Circa duemila persone hanno partecipato nel tardo pomeriggio alla manifestazione organizzata nel quartiere Pilastro di Bologna per chiedere "verità e giustizia" sulla morte di Abderrahim Fakir, il 42enne rimasto ucciso una settimana fa durante un fermo di polizia. Il corteo, svoltosi senza particolari tensioni, ha attraversato le vie del quartiere per poi fare ritorno nel luogo in cui l'uomo è morto.
Ad aprire la marcia uno striscione con la scritta "Verità e giustizia per Fakir, siamo tutte e tutti Fakir". Dopo un minuto di silenzio, i partecipanti si sono inginocchiati con il pugno chiuso alzato, richiamando il gesto simbolo delle proteste seguite alla morte di George Floyd, prima della partenza del corteo. Tra le bandiere esposte quelle italiana, marocchina e palestinese.
Alla manifestazione hanno preso parte rappresentanti di associazioni, comitati e collettivi, tra cui Plat, Si Cobas, Giovani Palestinesi, Comitato Popolare Pilastro, MuBasta, Cua, Cas e Potere al Popolo. Gli organizzatori hanno ribadito la richiesta di poter manifestare pacificamente, assicurando che la mobilitazione proseguirà "finché non si arriverà alla verità".

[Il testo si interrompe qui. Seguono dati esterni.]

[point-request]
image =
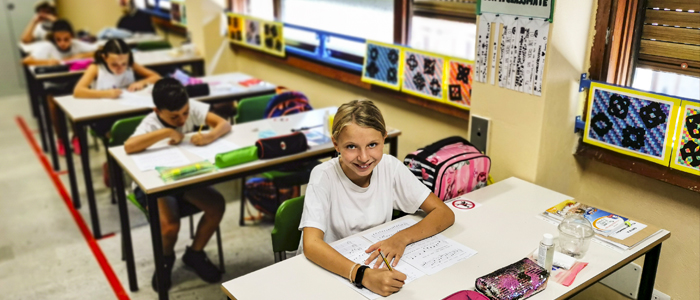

Nel corso della giornata la famiglia di Fakir ha annunciato l'avvio di una raccolta fondi sulla piattaforma Produzioni dal Basso per sostenere le spese legali, medico-legali e tecnico-scientifiche necessarie a seguire gli accertamenti e il futuro procedimento giudiziario. La nipote Yossra Fakir ha spiegato che l'iniziativa servirà esclusivamente a finanziare consulenze, perizie e attività investigative difensive. Inoltre ha sottolineato che gli accertamenti sulla morte dello zio sono appena iniziati" e ha poi chisto di evitare "speculazioni e notizie false" che aumentano la sofferenza della famiglia: "Chiediamo a tutti di aiutarci a difendere la sua memoria, la sua dignità di persona e ottenere verità e giustizia".
Per l'ordine pubblico era stato predisposto un dispositivo di sicurezza rafforzato, con l'impiego di Digos, reparti mobili e rinforzi provenienti da fuori regione, dopo i violenti disordini avvenuti in centro a Bologna nei giorni scorsi. Secondo quanto riferito dalla Questura, non erano però emersi elementi tali da far prevedere particolari criticità durante il corteo al Pilastro.